Veio a terreiro, nas passadas semanas, o senhor secretário de Estado da Educação, João Costa, num texto [ver publicação anterior neste blog] que por si mesmo descredibiliza e anula a argumentação que desejava “demonstrar”, defender expressamente a ausência de facilitismo no Ensino Básico e Secundário.
Que não, que não há facilitismo, pelo contrário. De algum modo, o facilitismo estaria apenas na cabeça de quem o denuncia. E, como na fábula do lobo e do cordeiro (que João Costa creio conhecer), não lhe interessa argumentar: basta afirmar. Porque, como sabemos, quando a afirmação é feita através de alguém que detém o poder, não resta ao público “desinformado”, se não mesmo “ignorante”, a possibilidade de duvidar do que o poder afirma (sem provas, sem argumentar).

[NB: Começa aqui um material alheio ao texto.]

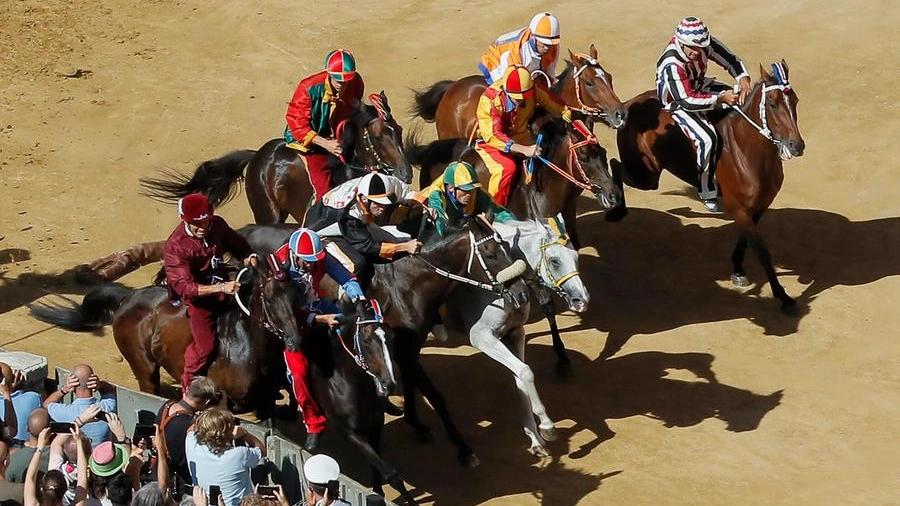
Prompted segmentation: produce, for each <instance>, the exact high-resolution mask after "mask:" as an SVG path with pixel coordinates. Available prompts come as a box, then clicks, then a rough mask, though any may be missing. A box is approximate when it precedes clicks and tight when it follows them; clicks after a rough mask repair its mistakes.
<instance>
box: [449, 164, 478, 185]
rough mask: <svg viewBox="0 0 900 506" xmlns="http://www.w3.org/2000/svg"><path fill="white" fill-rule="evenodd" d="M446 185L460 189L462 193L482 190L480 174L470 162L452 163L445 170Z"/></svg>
mask: <svg viewBox="0 0 900 506" xmlns="http://www.w3.org/2000/svg"><path fill="white" fill-rule="evenodd" d="M444 184H445V185H447V186H452V187H453V188H459V189H460V190H462V191H470V190H474V189H475V188H481V183H479V182H478V174H476V173H475V168H474V167H472V165H471V164H470V163H468V162H451V163H450V165H448V166H447V169H446V170H444Z"/></svg>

Vejamos agora o que as duas últimas semanas, semeadas de feriados nacionais e regionais, nos trouxeram, à socapa:
1. A publicação de uma portaria (181/2019, de 11 de Junho – e repare-se na data) que permite às escolas aumentar, acima dos já existentes 25%, a chamada “flexibilidade curricular”. A justificação é paupérrima, e cito: “A experiência dos projetos-piloto de inovação pedagógica (PPIP) consolida o reconhecimento da capacidade das escolas na implementação de soluções inovadoras que permitem a eliminação do abandono e do insucesso escolar.” Onde está esse “reconhecimento consolidado”? Nas provas de aferição que ninguém conhece? Certamente não nos exames, que foram abolidos até aos 14 anos. Nos relatórios das escolas? Com que avaliação externa? Composta por quem? Funcionários do ministério – que assim seria juiz em causa própria? Ou por ninguém? Onde está o “reconhecimento”? E a sua “consolidação”? Basta dizer uma coisa para ela ser verdade, senhor secretário de Estado? Tem de voltar a estudar Português e Filosofia: aparentemente já se esqueceu da diferença entre facto, opinião e argumentação. Facilitismo? Não, claro que não.

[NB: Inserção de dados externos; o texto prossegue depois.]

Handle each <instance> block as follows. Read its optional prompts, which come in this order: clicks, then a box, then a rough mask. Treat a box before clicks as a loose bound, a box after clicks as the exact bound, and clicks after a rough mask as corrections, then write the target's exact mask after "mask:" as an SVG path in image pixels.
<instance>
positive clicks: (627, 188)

2. A realização, nas passadas 2.ª e 3.ª feira, dos exames do Secundário de Filosofia e de Português. Tudo se passou sem problemas, aparentemente. Porquê? Porque, em nome da flexibilização curricular, o próprio director do Iave reconheceu que os conteúdos para a elaboração do exame foram “cortados”, de modo a compaginar os estudantes que não tinham tido flexibilização com os que a tinham tido. Repare-se nas inferências (também se ensinam no Ensino Básico): a) as escolas com flexibilização curricular ensinaram menos do que as outras; b) o alinhamento fez-se assim por baixo, passando a mensagem de que, em Portugal, e no sistema educativo, também “less is more”. Facilitismo? Não, claro que não.

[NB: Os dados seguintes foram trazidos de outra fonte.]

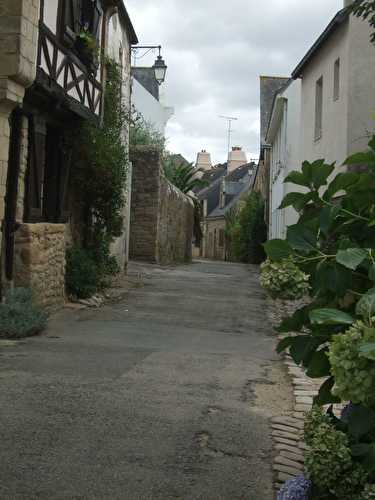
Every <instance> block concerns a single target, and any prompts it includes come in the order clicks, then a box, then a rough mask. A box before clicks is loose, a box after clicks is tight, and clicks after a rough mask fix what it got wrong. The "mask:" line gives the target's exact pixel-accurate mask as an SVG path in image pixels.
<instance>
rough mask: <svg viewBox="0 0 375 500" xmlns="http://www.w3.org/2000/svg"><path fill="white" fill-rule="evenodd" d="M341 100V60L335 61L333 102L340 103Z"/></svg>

3. A divulgação, nos órgãos de comunicação social, e em particular no jornal PÚBLICO, de que também neste mês (oh Junho das festas populares!) surgiu uma recomendação para acabar com o exame de Matemática nos cursos para professores de 1.º Ciclo. Esta recomendação foi aprovada pelo Conselho Nacional de Educação, com o voto contra de vários dos seus membros mais qualificados e (repare-se) com o apoio dos representantes no CNE da Associação de Professores de Matemática, da Sociedade Portuguesa de Educação Física e da Academia Portuguesa de História. Aqui, um conselho: não confundir, por favor, Associação de Professores de Matemática com Sociedade Portuguesa de Matemática. Ou seja, uma preocupação de qualificação em Matemática para os professores do 1.º Ciclo, que dela necessitam para serem competentes no ensino da Matemática, é revogada pela Educação Física e pela História – com a cumplicidade da APM, que todos conhecem como obreira da desqualificação da disciplina que deveria defender. A qualificação em Matemática, que tanto Maria de Lourdes Rodrigues como Nuno Crato consideraram, e bem, necessária a quem vai ensinar aos meninos os vários conteúdos do 1.º Ciclo, é revogada por esta recomendação. Facilitismo? Não, claro que não.
Não espanta que os representantes dos pais no CNE tenham votado contra (mas quem são eles para ter uma opinião informada?) É que os pais compreendem que só sabe ensinar bem quem conhece bem aquilo que ensina. Pelos vistos, o CNE tem uma outra opinião. Lamentável, tudo isto.
Devia ter vergonha, senhor secretário de Estado, de fazer o que faz, de promover o que promove, de dizer o que diz. Facilitismo? Nããão. Que ideia! Qualificação verdadeira? Para quê, se o que está em causa é “apenas” o futuro das crianças e dos jovens? Ponham os professores de Educação Física a dar Matemática. Ficam (quase) todos mais contentes.